Comment 2 Grósz Dániel 2024-12-02 17:48:50 UTC
(In reply to Waqar Ahmed from comment #1)
> For markdown, the bracket should not be included. If you know of a case
> where bracket gets included please share..

You're right, if the parenthesised  are preceded by a closing square bracket, the parentheses don't get included, so Markdown links aren't broken. However, if it isn't preceded by a closing square bracket, the closing parenthesis does get included, even though it's more likely to be just a link, and perhaps some preceding text, in parentheses. Though some Wikipedia links contain parentheses; perhaps exclude a closing parenthesis only if the link doesn't contain a matching opening parenthesis?
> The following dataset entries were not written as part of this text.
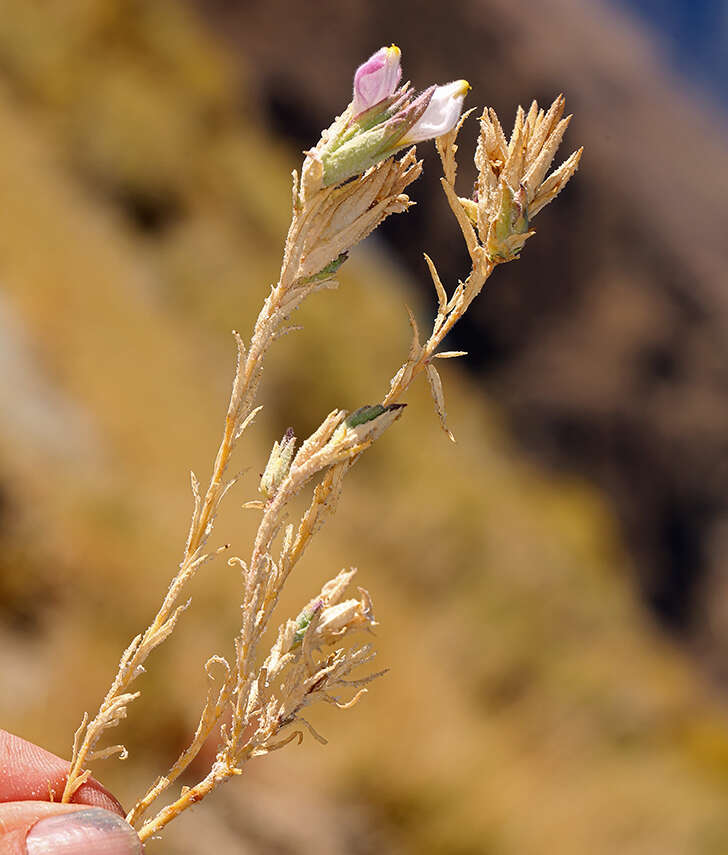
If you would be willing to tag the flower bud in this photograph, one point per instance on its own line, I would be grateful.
(441, 114)
(376, 79)
(508, 231)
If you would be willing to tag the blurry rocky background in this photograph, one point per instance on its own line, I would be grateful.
(552, 590)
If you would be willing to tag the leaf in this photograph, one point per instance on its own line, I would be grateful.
(438, 397)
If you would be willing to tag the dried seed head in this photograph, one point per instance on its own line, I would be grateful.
(510, 189)
(278, 464)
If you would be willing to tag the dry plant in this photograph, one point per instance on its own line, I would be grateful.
(349, 183)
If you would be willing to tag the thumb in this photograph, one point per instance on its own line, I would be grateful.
(37, 828)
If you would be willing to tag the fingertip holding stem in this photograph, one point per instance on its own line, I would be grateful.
(92, 831)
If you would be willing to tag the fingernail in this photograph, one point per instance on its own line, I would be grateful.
(94, 831)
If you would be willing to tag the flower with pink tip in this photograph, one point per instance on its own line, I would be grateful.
(376, 79)
(441, 114)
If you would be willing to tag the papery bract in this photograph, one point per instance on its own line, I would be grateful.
(376, 79)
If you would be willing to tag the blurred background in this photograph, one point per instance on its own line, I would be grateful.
(552, 590)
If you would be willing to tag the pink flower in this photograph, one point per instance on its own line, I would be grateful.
(441, 114)
(376, 79)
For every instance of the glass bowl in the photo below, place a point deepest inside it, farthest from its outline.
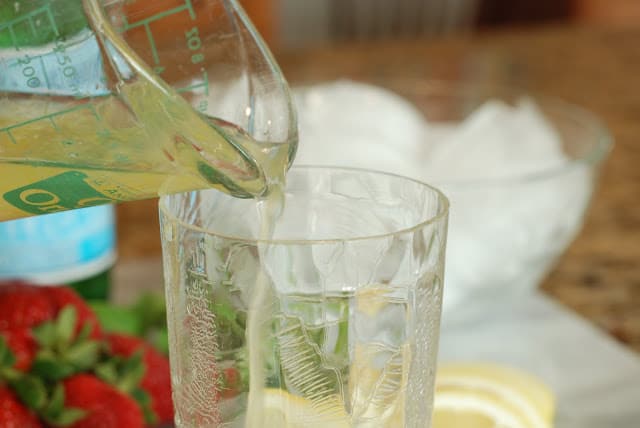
(519, 171)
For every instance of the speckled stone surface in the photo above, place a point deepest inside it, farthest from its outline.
(599, 276)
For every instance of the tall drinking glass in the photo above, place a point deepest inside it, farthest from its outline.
(345, 298)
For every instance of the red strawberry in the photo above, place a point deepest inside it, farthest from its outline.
(157, 378)
(23, 305)
(64, 296)
(22, 345)
(106, 406)
(13, 414)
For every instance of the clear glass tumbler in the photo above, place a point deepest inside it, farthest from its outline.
(347, 295)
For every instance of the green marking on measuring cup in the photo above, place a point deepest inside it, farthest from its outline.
(65, 191)
(32, 23)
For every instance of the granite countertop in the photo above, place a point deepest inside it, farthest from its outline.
(599, 276)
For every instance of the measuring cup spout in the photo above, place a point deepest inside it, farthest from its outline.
(137, 98)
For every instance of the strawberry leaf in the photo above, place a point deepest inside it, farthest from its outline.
(107, 372)
(49, 368)
(65, 326)
(66, 417)
(56, 401)
(31, 391)
(83, 355)
(132, 372)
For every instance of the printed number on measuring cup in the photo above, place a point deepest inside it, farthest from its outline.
(194, 43)
(29, 72)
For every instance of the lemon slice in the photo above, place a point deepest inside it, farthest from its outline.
(285, 410)
(489, 396)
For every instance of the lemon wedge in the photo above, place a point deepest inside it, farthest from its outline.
(490, 396)
(284, 410)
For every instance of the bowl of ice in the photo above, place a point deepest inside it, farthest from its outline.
(519, 169)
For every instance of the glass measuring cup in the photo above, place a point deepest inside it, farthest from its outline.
(117, 100)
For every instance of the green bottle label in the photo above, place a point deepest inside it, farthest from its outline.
(61, 192)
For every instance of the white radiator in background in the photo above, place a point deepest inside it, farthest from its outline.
(305, 22)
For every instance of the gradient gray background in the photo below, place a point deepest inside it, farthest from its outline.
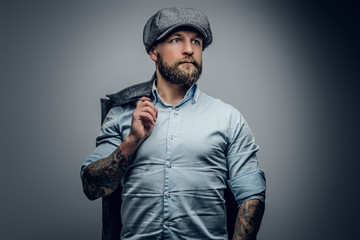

Comment 3 Waqar Ahmed 2024-12-02 18:02:40 UTC
For a fully correct implementation we need to scan the whole doc for parenthesis. So its not very simple, e.g., think of a long comment ending with "link.com).
Comment 4 Grósz Dániel 2024-12-02 19:59:40 UTC
(In reply to Waqar Ahmed from comment #3)
> For a fully correct implementation we need to scan the whole doc for
> parenthesis. So its not very simple, e.g., think of a long comment ending
> with "link.com).

It's always going to be a heuristic, I'm not even sure "fully correct" is meaningful, I'd just like a better heuristic like the current one. I think treating a ")" as ending a link unless the preceding part of the *link itself* contains more "("s than ")"s would almost always get it right. No need to check the preceding content: if the ")" isn't closing a parenthetical within the link itself, it's almost certainly closing a parenthetical surrounding the link, even if you don't check.